Un grand drapeau jaune proclamant “Libérez les défenseurs du climat” avait été déployé à l’aide d’une grue sur la Place de la République et fixé au bras de la statue de la République qui trône au milieu de cette place.

Au sol, des militants ont installé une banderole de 200 m2 où l’on pouvait lire “climat en danger, les défenseurs en prison”.

Des manifestations étaient également prévues dans 17 autres villes de France.

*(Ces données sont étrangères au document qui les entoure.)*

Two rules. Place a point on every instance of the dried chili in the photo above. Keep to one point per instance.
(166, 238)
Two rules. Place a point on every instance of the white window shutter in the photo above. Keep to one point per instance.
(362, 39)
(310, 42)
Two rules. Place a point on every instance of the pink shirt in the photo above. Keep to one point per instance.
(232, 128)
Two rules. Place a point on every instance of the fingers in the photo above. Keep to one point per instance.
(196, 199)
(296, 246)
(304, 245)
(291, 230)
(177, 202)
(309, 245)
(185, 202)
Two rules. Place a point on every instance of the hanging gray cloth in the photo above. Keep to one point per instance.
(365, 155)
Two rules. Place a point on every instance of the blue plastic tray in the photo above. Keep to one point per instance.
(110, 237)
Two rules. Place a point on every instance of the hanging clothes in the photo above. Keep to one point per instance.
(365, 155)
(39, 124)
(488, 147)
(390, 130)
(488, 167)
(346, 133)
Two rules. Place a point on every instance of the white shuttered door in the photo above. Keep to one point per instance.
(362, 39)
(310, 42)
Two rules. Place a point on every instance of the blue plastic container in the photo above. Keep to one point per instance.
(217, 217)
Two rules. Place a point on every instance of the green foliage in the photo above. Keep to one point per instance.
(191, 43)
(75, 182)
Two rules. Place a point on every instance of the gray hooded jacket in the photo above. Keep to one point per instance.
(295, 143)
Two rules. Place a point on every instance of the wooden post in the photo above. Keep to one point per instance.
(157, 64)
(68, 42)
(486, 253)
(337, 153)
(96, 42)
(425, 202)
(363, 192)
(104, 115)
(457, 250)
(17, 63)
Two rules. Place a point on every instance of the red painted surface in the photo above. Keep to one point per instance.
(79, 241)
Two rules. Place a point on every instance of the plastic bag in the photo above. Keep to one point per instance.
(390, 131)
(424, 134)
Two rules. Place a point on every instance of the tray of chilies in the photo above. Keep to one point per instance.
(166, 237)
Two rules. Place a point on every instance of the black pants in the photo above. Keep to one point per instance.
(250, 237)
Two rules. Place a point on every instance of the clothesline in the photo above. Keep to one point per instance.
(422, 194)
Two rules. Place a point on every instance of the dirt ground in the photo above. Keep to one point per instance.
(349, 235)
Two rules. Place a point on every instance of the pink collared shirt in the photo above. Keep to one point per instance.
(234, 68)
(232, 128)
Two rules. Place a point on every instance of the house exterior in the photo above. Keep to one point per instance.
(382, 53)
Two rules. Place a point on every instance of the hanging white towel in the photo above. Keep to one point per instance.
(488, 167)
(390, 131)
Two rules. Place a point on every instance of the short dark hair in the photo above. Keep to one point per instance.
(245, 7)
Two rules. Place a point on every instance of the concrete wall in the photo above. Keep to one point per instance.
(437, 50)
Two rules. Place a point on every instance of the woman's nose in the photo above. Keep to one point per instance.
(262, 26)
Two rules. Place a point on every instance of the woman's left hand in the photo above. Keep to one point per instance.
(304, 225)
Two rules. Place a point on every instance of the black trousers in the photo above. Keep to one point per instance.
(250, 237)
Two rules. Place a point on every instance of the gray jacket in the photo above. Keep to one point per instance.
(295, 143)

Outre Greenpeace, des associations écologistes (WWF, Fondation Nicolas Hulot) appelaient à manifester, ainsi qu’Amnesty International et Reporters sans Frontières.

Le sort des militants de Greenpeace, dont un Français, n’a pas suscité de vague de protestations en France, notamment au sein du gouvernement qui s’est borné jusqu’à maintenant à observer la situation, fournir une aide consulaire au militant français et se concerter avec les autres pays dont un ressortissant a été arrêté et inculpé dans cette affaire.

Le président François Hollande, qui a proposé que la France accueille en 2015 la Conférence de l’ONU sur le climat, “se présente en champion du climat et on trouverait ça incompréhensible qu’il reste silencieux” dans cette affaire, a ajouté le responsable de Greenpeace, qui organisait ce samedi des manifestations dans 47 pays du monde.

Les 30 membres de l’équipage du navire de Greenpeace Arctic Sunrise arraisonné le 19 septembre, dont 26 ne sont pas russes, ont été placés en détention pour deux mois à Mourmansk (nord) et inculpés de “piraterie en groupe organisé”, ce qui leur fait encourir jusqu’à 15 ans de prison.